3 things for today

1. I bought $14.69 worth of pork loin at the grocery store today (0.98 lb @ $14.99 / lb). This seemed extravagant and stupid (is it? it is) but I had no basis for comparison, not being a regular purchaser of loin, nor of any flesh-based products (I don't like cooking meat). But I've had this Real Simple recipe sitting on my coffee table since I moved in and that seemed like a sad way to lead a life. Stupid loin for everybody! Long live the loin!

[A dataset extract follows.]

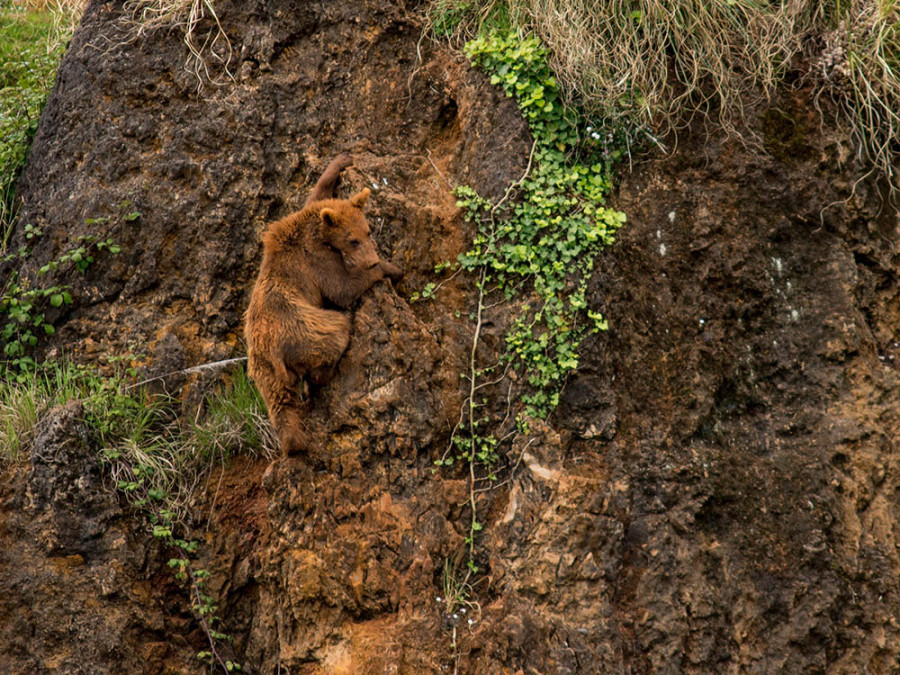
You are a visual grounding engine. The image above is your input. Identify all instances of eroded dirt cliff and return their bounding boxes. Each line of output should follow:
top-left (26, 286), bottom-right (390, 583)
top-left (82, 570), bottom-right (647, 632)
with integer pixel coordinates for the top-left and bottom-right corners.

2. Thanks to a tip from a friend I just procured a ticket for an encore showing of Eugene Onegin at the cinema on Wednesday. It was the very first production I saw at the Met when I moved to New York (Feb 07, yo) and it is burned into my best memories forevermore. If you're smart, you'll join me (in spirit; no stalkers!). p.s. I will be crying, which is not unusual vis-à-vis me and this opera. Or any opera. They really hit me in the hambone.

3. From a Talk of the Town piece by Nicolas Niarchos on pirate radio stations in the New Yorker: "Between 87.9 and 92.1 FM, Goren counted eleven illegal stations, whose hosts mainly spoke Creole or accented English. Pirates, he said, 'offer a kind of programming that their audiences depend on. Spiritual sustenance, news, immigration information, music created at home or in the new home, here.' "

The human condition! Like wildfires, or wild flowers, people will poke through no matter what.

4. From Donald Hall's The Best Day the Worst Day, another kind of community:

Bob Thornly, who owned the store four hundred yards away around a curve, dispensed not only gas and food and hardware and stovepipe and New Hampshire ashtrays, but also facilitations. I told him I needed a typist and he thought of Lois Fierro, half a mile farther down the road, who handled my letters and manuscript for two decades. At the store I picked up the Globe every morning. We shopped there for milk and sundries. Jane bought crockery there that sits in the pantry still. In November I found felt-lined boots for winter. We dropped in at Thornly's a couple of times a day, chatted with Bob, gossiped with neighbors, and heard new jokes. My cousin Ansel told us it got so cold he saw a fox putting jumper cables on a jackrabbit. Jane called Thornly's store a continual party.